In today’s globalized and increasingly multi- and intercultural world, the concept of tolerance has enjoyed a renaissance as a basic principle for the peaceful coexistence of differing beliefs, practices, and identities. Since the era of Enlightenment, concepts and practices of tolerance have been linked to ideals of justice, equality, and political acceptance. Yet as the German philosopher Rainer Forst has argued in his book Toleranz im Konflikt: Geschichte, Gehalt und Gegenwart eines umstrittenen Begriffs (2003), the history, practices, and definitions of tolerance have always been inextricably beset by conflict. With its growing importance, debates have arisen as to whether tolerance is to be seen as one of the essential pillars of the liberal state, a principle for the peaceful coexistence of differing beliefs, norms, practices, and identities, or whether, as some critics have argued, it may amount to no more than a haughty and tenuous concession from those in power toward those who differ (Berghahn). In 1829, Johann Wolfgang von Goethe gave concise expression to these two contrasting potentials when he wrote: “Toleranz sollte eigentlich nur eine vorübergehende Gesinnung sein: Sie muss zur Anerkennung führen. Dulden heißt beleidigen” (385), and these fundamental disagreements persist within the recent renaissance in “tolerance talk” that has been identified and eloquently argued by American political philosopher Wendy Brown in her much-debated work Regulating Aversion: Tolerance in the Age of Identity and Empire (2006). Both Forst and Brown emphasize that the ideal of tolerance is always and only invoked when a conflict emerges. Yet their analyses differ regarding the consequences of responding to social conflict with a plea for tolerance. For Forst the concept, despite its conflicted meaning and context, holds the promise to address social conflict productively. For Brown, however, tolerance discourse perpetuates social conflict by camouflaging it in tolerance talk. Tolerance is ambiguous at best: On the one hand, it is denounced as an attitude of superiority and a tool of domination; on the other hand, it is imbued, in multicultural discourse, with hope for recognition, emancipation, human rights, equality, and justice.

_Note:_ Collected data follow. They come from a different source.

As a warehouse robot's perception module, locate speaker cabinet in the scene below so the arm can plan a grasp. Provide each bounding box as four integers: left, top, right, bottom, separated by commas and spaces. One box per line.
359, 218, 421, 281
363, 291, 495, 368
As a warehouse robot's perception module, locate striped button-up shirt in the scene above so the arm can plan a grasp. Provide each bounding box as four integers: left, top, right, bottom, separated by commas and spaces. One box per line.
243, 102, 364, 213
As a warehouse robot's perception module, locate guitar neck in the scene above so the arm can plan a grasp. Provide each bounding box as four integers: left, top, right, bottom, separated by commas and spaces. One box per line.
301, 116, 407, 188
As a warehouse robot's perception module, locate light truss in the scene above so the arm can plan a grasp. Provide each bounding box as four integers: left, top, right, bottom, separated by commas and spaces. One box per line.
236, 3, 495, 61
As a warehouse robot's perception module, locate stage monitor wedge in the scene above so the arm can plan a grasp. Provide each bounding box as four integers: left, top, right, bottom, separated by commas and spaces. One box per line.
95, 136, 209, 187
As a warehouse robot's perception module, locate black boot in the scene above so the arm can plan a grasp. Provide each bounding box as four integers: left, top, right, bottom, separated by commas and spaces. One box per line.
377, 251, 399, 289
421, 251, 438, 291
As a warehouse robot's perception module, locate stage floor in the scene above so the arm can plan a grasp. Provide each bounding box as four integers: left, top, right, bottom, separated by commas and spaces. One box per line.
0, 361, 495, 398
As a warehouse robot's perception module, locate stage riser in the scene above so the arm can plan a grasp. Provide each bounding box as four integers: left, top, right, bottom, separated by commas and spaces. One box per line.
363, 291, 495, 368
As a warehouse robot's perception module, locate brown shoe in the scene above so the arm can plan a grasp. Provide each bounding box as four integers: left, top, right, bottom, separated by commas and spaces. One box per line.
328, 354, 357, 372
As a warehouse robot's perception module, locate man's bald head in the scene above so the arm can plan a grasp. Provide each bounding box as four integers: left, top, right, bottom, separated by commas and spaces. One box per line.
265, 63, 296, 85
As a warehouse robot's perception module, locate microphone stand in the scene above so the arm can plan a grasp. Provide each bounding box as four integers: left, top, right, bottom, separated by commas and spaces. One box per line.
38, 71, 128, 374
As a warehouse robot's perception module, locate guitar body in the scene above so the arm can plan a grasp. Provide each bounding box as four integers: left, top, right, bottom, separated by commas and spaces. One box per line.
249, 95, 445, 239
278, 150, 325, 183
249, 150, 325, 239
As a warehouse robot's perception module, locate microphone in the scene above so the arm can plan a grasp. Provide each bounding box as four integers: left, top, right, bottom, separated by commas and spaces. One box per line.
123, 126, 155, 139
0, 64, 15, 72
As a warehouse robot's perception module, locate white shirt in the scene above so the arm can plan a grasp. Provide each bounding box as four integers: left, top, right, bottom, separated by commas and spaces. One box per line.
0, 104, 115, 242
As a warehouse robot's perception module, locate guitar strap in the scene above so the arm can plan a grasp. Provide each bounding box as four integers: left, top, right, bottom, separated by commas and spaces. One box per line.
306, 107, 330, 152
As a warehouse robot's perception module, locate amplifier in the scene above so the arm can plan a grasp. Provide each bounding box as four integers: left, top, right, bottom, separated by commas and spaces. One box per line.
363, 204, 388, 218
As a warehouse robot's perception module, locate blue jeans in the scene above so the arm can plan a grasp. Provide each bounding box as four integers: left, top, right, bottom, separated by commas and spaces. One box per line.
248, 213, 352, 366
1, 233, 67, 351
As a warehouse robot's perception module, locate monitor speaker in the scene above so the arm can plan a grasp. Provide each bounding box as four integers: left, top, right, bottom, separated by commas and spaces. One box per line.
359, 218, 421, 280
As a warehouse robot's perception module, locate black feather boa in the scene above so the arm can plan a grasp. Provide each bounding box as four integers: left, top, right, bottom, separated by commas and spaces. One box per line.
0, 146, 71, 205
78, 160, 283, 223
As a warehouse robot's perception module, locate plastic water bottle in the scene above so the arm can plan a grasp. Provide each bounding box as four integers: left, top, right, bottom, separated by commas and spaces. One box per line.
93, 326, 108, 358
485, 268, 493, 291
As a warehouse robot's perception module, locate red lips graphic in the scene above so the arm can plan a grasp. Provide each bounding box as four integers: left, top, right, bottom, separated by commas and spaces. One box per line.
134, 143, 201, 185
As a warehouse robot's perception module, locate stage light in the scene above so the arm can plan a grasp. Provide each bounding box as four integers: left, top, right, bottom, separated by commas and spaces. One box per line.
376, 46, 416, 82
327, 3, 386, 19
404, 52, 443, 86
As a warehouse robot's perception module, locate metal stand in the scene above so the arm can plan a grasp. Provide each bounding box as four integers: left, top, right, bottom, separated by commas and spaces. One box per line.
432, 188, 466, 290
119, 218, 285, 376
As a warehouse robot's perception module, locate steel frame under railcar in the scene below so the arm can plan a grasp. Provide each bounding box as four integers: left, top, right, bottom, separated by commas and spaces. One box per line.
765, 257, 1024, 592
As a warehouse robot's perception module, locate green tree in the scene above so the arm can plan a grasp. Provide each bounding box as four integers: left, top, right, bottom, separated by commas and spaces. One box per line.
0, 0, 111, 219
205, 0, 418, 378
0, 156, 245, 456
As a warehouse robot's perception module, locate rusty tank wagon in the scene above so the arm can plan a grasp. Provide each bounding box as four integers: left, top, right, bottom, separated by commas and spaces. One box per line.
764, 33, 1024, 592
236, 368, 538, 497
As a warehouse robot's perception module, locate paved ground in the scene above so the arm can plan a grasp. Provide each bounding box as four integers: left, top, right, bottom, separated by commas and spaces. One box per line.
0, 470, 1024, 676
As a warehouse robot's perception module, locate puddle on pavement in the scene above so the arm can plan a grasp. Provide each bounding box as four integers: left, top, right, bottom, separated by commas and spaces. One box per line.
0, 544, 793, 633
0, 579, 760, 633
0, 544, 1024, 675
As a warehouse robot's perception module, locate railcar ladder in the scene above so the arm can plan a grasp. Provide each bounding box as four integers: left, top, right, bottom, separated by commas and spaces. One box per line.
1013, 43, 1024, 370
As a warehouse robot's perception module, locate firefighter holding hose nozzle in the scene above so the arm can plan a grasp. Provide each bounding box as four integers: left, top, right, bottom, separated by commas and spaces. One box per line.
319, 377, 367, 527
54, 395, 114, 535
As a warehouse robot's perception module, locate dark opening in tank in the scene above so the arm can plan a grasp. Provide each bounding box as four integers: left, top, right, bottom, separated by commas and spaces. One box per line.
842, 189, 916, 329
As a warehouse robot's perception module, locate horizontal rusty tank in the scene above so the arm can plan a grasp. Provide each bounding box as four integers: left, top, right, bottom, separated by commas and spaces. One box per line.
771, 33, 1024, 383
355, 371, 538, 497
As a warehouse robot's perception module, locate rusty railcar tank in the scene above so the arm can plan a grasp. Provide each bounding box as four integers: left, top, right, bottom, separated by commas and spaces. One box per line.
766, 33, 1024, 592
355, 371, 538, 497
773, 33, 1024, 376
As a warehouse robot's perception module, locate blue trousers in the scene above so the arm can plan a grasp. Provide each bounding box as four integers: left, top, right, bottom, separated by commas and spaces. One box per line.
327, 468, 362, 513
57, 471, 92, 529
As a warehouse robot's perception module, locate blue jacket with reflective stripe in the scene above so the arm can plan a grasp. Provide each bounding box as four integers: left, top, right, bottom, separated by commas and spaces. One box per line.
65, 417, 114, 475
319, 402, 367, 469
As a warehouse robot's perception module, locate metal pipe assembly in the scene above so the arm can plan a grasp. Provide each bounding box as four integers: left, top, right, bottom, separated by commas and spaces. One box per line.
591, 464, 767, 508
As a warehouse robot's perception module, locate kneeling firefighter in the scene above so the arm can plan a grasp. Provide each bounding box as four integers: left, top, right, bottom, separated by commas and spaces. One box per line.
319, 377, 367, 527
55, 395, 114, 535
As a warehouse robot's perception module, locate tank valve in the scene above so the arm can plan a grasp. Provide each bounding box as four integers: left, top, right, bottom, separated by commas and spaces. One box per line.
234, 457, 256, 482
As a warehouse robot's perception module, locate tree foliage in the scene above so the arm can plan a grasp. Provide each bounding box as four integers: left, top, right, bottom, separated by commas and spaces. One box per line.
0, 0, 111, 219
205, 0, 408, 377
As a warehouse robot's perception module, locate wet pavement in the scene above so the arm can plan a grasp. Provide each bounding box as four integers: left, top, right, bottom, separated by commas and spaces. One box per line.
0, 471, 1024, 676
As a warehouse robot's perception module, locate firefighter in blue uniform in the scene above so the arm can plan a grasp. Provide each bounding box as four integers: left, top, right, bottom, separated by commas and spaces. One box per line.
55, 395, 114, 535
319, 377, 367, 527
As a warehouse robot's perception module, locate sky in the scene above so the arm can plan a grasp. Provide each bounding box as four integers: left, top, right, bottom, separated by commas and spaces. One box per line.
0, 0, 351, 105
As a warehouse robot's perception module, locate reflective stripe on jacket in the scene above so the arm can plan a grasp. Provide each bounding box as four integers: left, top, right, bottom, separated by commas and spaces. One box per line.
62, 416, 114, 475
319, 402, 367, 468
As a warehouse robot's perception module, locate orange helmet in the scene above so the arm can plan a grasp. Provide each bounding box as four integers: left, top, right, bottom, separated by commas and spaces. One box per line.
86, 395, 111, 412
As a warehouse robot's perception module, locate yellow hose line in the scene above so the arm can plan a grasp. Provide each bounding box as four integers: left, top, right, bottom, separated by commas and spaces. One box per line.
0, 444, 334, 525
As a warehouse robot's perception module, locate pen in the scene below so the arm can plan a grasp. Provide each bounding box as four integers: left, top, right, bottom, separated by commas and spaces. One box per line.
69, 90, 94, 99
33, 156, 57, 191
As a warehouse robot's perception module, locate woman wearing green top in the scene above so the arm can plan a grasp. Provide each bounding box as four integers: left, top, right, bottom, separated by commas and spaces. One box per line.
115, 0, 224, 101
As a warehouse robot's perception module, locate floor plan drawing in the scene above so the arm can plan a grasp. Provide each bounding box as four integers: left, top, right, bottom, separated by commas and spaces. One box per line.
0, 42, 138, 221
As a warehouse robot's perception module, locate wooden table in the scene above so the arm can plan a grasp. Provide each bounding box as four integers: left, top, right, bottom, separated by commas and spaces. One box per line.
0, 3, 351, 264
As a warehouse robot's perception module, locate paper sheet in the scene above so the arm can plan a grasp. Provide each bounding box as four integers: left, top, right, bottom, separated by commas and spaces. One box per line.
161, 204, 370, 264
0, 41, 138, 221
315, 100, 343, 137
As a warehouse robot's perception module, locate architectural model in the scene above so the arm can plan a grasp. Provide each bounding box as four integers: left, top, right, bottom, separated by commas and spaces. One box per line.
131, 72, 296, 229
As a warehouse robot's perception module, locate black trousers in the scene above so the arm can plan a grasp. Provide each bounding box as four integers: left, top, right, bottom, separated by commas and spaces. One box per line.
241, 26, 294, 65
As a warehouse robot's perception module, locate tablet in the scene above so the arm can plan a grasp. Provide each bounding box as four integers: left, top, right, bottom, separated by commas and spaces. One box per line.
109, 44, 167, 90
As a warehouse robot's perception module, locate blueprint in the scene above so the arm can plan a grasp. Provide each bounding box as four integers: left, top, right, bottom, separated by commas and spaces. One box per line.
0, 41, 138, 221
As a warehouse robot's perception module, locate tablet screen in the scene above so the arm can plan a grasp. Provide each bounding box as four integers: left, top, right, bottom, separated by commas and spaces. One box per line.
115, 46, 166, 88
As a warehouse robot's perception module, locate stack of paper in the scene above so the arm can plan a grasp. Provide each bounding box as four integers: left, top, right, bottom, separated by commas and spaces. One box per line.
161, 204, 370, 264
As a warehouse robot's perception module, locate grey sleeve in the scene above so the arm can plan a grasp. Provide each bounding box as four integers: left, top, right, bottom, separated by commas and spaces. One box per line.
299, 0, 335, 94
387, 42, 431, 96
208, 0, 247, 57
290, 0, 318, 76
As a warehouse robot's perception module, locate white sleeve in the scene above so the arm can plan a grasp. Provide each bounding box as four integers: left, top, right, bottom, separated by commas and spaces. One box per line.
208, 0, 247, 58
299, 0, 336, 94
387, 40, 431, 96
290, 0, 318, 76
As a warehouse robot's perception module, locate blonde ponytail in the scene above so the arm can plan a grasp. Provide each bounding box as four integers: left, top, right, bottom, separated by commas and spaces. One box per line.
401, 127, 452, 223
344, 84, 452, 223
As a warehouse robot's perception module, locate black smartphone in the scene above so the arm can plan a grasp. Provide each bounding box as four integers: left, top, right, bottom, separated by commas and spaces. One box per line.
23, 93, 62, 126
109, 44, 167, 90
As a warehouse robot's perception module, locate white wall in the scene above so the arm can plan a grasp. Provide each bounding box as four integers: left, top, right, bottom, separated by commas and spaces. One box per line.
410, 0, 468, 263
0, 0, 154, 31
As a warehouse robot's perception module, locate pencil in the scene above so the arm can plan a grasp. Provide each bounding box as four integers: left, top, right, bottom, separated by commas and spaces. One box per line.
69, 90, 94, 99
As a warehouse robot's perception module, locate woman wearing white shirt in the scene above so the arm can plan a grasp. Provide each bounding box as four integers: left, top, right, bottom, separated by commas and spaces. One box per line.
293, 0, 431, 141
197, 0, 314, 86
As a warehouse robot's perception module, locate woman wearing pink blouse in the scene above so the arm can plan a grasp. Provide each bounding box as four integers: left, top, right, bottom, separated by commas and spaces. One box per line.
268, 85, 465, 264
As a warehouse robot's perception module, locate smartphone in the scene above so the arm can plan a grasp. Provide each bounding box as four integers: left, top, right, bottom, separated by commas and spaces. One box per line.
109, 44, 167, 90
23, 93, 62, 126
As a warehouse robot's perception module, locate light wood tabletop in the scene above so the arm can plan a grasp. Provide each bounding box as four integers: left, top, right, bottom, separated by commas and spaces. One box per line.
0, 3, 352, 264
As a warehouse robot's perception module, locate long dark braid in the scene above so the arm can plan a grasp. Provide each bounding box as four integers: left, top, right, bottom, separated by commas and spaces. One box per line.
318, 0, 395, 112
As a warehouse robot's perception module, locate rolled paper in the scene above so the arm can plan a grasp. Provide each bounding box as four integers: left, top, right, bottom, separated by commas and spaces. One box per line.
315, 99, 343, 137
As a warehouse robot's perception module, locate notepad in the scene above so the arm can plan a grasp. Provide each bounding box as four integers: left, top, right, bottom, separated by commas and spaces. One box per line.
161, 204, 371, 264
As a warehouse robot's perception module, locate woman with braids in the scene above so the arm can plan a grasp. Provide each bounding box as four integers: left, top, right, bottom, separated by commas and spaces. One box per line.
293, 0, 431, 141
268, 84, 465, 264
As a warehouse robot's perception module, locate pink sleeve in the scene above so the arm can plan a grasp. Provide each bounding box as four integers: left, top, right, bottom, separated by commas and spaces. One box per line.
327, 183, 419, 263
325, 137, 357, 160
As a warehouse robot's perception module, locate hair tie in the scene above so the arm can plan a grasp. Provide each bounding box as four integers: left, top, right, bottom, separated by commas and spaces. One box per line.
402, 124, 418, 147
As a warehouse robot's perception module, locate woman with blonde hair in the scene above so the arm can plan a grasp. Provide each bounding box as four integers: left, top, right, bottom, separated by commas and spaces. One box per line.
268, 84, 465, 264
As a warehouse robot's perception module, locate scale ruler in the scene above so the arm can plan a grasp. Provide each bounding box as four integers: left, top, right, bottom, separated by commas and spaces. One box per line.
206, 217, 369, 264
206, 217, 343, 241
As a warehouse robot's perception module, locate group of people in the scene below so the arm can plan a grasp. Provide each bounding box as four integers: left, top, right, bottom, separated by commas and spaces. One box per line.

The question of tolerance has had special resonance in Germany, where history and society over the centuries have provoked and presented paradigms for testing tolerance elsewhere. The present issue examines the contradictions, conflicts, and limits of tolerance through studies of conceptualizations, representations, and social practices of tolerance in German society, culture, [End Page 267] and literature. German culture and history – from medieval representations of ethnic others, struggles over religious tolerance during the early modern period, philosophical and political debates about religious, ethnic, and cultural tolerance in the eighteenth century to Germany’s descent into destructive intolerance of the Third Reich – provide a context that is both especially grim and particularly productive for exploring the conflicts, impossibilities, and potential of tolerance. In 2008, the Universities of Calgary and of Alberta organized an international colloquium, “Testing Tolerance: Acceptance – [In] Tolerance – Exclusion,” which took as its starting point the special oscillation of tolerance in German culture and history and examined this paradigm for “testing tolerance” in societies even beyond Germany. The symposium brought together scholars from a range of disciplines to ask fundamental questions about the insights that a critical view on German cultural history may offer for further debates on tolerance, including in Canadian society. The present collection features articles by a number of the original symposium’s participants whose work focussed on German culture and also adds other scholars’ perspectives on tolerance in German literary and cultural history.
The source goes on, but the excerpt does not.